I am dyslexic…It’s not a proclamation and it is not my superpower it is just part of my life. I am often asked “What’s it like to be dyslexic?”, or,” What do you need from a support capacity?”, but I find the first question difficult to articulate as I have no frame of reference in terms of not being dyslexic, and the second question is usually a loaded one, only asked to provide lip service to a diversity and inclusion policy with no real impotence or budget supporting it.
For a long time, I was embarrassed about my perceived shortcomings, hiding the fact that my written communication was poor or that my reading was slow, because I was frightened of being labeled stupid. I have spent a lifetime finding creative ways to mask my apparent weakness, some, like using overly complicated language has helped me improve my vocabulary, others like squiggling rather than writing, to hide the fact I couldn’t spell the word have been less helpful - Looking over notes or study aids, badly written, combined with a poor memory were not the most successful methods during exam time.
Despite all the odds, I have found myself in office-based roles for the majority of my career, and yes my dyslexia has held me back in some ways. It has also provided me with a unique perspective often missing in the world of business administration, as someone who’s spent a lifetime figuring out ways to do tasks around the edges, I have a well-honed problem-solving skill seeing solutions others would miss or overlook. Process mapping and reviews are also something I find I have a natural gift for, I never remember how to do things so I can complete the same task a different way every time I do it, regularly coming across more efficient ways of working by happy accident. Questioning things that make no sense to me can help to identify unnecessary steps, and thereby streamline processes.
It's not all a bed of roses though…
…that email that took you 2 minutes to write has taken me 10 minutes to read (I’ve tried 50 times before I managed it)
…The quick one pager you asked me to pull together will take me the best part of the day as I write, and rewrite, it over and over again.
…The training session I need to facilitate has kept me up all night because I am worried I won’t remember what to say or all of my knowledge will disappear out of my head (imposter syndrome is alive and well for me).
…The constant teams and outlook notifications, derailing my already fragile concentration, meaning I need to repeat easy quick tasks several times because I have forgotten where I am or what I was doing before the interruption.
…The training I need to take, and the test I need to sit will take me much longer that the average person, and I will probably have to re-sit the test more than once.
…The problem you set me to solve will only come to me when I have distractedly mulled it over for hours, but to you it looks like I am lazy or not working as hard as others.
…I struggle to do tasks I don’t understand or can’t see the point of.

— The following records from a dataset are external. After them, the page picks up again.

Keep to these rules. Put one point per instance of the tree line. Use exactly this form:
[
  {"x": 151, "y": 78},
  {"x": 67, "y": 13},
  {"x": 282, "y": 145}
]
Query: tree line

I put them off until the last minute.
…In short, I end each day exhausted from masking and trying to produce the same volume of work as a “normal” person would, to simply conform to the social norm of what a productive businessperson “looks” like.
For the most part I have been really lucky in my career, although I have worked for some really bad organisations and line managers, I have also had the good fortune to work with some great people. I’ve learned over the years to be open and upfront about my dyslexia (ok maybe not all nitty gritty struggles and details, but certainly from a high-level perspective) and have found that this helps me find opportunities with people and organisations who really want to try and understand and support me and people like me. Vitro have been a great fit with this – yes, I have deadlines to meet and customer facing meeting and training sessions that I need to facilitate but I also have the flexibility to do tasks when it fits with me and my thought process, and the knowledge that if I do need help and support I have a great team around to bounce ideas off of.
From one dyslexic to another don’t let it define you or limit your potential, and to organisations out there don’t let it cloud your perception of what a person is capable of and the value they can bring to your organisation.